Just before I was hired at County Market I’d had my first wedding cake order and was a nervous wreck over the affair. Several friends kept saying "you should go see Charlotte", an elderly woman in our community who is a master at making cakes. I kept putting it off, but as luck would have it I ran into her daughter one day when I was buying baking supplies and her daughter, who worked at the grocery store, said "It looks like you’re baking a cake. You should talk to my mother." So I did. I looked her up and introduced myself and told her about my worries regarding the wedding cake project. She offered me the reassurance I was seeking and told me to come see her when I’d gotten through it. A month later I finally had a day to myself and so I called her and she invited me over to her house. I love her to pieces and think that she is one of the most amazing women I’ve ever met. We spent 3 hours talking non-stop about cake designs and how she made them. She told me how she’d had 8 children and after the last one was born decided she’d better find a new hobby! She also kept saying she was a frustrated artist. She always wanted to paint or sculpt but never felt confident ... but when making cakes, she found she could manipulate frostings with some talent and in time she became somewhat of a local legend. The most amazing thing about Charlotte is that she is self-taught. Hearing her story gave me courage and helped me to realize that one need not rely on schooling or an institution to form you and make you a professional. Being professional – being a master at something can be done individually but it requires determination, focus, tons of practice, a willingness to learn from failure and accept some vulnerability, time, and faith in yourself.

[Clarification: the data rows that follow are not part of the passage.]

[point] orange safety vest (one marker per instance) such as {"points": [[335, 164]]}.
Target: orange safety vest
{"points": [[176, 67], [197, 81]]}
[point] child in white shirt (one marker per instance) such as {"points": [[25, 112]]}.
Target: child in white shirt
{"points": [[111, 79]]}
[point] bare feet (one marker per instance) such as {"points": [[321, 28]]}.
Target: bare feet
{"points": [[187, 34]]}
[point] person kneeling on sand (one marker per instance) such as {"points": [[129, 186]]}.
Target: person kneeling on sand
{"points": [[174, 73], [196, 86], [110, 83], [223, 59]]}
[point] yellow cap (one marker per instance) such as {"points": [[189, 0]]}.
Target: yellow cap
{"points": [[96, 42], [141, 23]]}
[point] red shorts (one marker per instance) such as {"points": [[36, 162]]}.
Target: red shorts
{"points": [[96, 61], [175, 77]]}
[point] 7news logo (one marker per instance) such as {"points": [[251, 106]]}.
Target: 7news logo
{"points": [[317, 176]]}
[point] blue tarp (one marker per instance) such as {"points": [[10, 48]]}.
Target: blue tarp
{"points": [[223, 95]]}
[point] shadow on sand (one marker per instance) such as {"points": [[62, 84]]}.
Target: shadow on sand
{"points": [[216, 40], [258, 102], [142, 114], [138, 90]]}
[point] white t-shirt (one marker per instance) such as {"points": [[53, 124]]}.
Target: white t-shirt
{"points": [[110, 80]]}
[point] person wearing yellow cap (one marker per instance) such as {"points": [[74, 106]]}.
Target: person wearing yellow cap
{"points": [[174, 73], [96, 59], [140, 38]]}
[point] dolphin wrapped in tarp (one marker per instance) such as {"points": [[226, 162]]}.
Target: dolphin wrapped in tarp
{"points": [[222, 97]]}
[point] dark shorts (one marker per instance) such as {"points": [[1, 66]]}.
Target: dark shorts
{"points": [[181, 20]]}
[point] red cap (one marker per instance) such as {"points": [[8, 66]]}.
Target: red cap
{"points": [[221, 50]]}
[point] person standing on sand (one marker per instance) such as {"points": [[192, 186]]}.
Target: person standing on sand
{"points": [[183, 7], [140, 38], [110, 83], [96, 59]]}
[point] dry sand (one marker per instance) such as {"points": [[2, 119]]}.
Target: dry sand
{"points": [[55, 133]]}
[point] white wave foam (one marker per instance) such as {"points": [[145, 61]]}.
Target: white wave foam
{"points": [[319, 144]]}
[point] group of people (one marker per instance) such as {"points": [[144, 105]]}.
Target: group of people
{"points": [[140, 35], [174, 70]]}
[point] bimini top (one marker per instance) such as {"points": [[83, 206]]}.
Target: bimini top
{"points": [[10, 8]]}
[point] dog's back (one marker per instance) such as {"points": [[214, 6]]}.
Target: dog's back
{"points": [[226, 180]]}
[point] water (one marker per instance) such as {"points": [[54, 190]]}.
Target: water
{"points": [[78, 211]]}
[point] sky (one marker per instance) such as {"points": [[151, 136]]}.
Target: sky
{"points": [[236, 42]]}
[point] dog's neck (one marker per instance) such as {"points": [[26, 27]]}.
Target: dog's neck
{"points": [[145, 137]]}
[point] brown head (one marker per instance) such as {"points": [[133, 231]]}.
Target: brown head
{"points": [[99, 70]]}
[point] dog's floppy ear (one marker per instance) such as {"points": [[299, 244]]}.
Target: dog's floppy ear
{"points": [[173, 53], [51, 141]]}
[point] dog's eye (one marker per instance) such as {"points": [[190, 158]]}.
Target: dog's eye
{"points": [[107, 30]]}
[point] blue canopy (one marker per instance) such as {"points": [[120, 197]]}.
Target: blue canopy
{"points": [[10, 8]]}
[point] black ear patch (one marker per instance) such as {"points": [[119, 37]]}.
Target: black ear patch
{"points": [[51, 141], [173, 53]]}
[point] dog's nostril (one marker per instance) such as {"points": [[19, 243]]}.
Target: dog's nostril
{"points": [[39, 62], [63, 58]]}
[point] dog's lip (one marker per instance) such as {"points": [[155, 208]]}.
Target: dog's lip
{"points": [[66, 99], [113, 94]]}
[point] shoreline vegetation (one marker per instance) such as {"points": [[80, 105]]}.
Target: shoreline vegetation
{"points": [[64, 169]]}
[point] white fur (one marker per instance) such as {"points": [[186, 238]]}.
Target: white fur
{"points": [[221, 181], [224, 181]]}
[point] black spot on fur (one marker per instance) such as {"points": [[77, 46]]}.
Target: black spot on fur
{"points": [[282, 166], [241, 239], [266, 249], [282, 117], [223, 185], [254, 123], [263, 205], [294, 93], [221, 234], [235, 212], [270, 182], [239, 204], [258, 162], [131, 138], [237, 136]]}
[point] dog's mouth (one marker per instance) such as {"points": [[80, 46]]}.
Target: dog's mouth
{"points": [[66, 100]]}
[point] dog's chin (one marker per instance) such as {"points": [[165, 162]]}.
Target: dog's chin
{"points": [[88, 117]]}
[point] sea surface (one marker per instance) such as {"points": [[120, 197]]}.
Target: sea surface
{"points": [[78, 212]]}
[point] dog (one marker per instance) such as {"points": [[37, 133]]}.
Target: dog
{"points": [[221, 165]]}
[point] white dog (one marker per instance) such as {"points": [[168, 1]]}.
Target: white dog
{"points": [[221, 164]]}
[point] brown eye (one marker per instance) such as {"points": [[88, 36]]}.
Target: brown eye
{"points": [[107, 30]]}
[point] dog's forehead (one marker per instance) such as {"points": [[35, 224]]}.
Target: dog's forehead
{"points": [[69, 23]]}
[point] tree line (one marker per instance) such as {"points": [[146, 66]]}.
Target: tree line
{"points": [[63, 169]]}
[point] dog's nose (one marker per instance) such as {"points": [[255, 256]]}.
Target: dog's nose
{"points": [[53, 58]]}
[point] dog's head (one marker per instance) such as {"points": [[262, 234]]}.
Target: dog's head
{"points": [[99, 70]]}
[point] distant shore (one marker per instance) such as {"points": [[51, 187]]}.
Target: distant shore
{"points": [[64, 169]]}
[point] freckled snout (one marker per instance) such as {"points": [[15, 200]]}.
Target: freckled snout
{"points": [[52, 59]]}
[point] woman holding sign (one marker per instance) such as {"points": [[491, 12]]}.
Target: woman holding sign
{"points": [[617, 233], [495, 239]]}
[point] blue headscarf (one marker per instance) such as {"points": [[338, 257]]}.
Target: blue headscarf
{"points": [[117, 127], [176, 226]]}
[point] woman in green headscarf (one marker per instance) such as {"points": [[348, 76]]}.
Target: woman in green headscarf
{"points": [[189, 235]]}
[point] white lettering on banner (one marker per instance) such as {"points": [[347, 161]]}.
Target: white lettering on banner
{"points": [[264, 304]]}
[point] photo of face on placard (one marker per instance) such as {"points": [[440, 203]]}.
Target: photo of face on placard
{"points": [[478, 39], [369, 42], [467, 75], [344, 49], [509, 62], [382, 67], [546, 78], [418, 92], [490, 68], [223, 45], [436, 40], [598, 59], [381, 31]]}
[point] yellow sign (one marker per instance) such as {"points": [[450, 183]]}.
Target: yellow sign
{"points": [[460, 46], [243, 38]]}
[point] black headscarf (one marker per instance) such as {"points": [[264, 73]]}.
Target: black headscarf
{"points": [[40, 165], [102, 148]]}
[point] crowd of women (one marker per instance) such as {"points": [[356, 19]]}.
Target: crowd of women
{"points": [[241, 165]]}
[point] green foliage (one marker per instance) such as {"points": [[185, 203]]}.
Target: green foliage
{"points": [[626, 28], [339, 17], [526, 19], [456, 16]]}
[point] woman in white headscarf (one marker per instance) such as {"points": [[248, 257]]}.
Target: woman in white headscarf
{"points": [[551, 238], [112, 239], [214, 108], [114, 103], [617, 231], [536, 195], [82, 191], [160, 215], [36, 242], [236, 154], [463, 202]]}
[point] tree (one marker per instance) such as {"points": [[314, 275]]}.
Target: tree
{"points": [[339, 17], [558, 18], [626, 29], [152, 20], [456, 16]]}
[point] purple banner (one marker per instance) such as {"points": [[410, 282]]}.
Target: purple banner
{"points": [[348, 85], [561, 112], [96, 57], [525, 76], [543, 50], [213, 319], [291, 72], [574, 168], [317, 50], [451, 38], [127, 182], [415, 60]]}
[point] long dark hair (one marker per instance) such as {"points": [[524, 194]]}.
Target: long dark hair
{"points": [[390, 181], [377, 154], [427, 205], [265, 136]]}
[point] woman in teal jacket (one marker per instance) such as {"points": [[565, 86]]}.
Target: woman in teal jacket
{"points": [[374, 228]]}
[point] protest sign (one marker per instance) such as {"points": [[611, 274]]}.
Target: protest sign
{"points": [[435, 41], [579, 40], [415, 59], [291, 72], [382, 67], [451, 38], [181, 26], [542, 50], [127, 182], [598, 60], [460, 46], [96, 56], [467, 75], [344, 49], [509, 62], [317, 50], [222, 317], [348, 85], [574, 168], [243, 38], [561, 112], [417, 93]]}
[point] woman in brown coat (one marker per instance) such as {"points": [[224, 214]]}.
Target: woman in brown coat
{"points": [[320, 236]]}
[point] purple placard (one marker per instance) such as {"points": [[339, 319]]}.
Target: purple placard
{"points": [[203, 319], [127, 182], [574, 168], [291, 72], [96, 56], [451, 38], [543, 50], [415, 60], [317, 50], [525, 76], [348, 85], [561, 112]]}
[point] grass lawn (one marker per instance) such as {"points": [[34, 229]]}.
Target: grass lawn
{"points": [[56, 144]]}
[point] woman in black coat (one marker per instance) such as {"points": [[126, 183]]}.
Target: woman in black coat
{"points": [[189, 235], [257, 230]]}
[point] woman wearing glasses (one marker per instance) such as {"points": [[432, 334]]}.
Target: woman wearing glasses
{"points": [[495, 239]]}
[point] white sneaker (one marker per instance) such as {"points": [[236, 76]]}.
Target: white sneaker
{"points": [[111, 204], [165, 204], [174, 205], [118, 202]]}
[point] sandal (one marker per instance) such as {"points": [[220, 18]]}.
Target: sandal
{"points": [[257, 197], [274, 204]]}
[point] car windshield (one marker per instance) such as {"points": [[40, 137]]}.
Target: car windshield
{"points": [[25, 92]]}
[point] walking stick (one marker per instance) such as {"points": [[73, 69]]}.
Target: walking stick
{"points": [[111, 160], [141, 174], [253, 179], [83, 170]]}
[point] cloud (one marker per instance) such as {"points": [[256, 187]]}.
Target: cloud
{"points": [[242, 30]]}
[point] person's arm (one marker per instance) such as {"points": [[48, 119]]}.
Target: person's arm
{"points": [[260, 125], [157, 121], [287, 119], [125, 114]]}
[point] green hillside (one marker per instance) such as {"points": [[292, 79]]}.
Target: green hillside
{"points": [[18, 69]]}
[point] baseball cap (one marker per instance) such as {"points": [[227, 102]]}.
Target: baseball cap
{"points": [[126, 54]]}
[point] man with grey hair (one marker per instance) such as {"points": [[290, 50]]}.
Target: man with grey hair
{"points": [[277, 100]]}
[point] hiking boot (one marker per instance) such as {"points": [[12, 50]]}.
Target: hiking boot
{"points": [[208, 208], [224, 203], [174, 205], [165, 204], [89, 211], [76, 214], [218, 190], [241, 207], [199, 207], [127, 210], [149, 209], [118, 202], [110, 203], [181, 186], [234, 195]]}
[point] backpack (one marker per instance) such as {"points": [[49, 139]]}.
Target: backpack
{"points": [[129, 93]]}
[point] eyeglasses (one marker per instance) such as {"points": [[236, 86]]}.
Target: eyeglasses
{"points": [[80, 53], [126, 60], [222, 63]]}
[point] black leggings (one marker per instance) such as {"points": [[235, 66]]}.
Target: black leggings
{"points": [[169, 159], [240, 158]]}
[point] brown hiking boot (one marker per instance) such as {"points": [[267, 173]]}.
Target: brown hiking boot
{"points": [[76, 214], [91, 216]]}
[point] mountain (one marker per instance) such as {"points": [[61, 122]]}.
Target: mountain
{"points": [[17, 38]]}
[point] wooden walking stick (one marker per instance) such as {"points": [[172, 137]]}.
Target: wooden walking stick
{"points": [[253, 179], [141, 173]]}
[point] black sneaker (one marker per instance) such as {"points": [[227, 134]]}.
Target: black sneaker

Charlotte shared her secrets with me over a glass of iced tea and before I left presented me with a collection of cake decorator’s books she no longer wished to keep. She invited me to call her if I needed to borrow anything and we agreed to keep in touch. I will always treasure this meeting and the sisterhood of cake decorators out there. She gave me much more than baking and decorating tips.

I have only known one other Charlotte in my life but in the next week I would meet my third one. This one, also is a cake decorator. This Charlotte is my supervisor at the County Market and she too is wonderful and an amazing self-taught cake decorator. Both Charlottes have been making cakes for over 40 years and have tackled some phenomenal requests. They talk about these experiences with a calmness that I cannot fathom.

I am fortunate to have these two wonderful mentors in my life and it’s my mission to learn all that I can from them and to make them proud. Knowing them, has taken away all the sting of my departure from my former job. Their gentle ways have given me confidence not just in my work, but in myself. I have a mantra again... "If I think it and I want it, I can be it."
I am in a new world now. A world of making ephemeral, edible art for those celebrating the happy moments and milestones of their lives, and it is good work.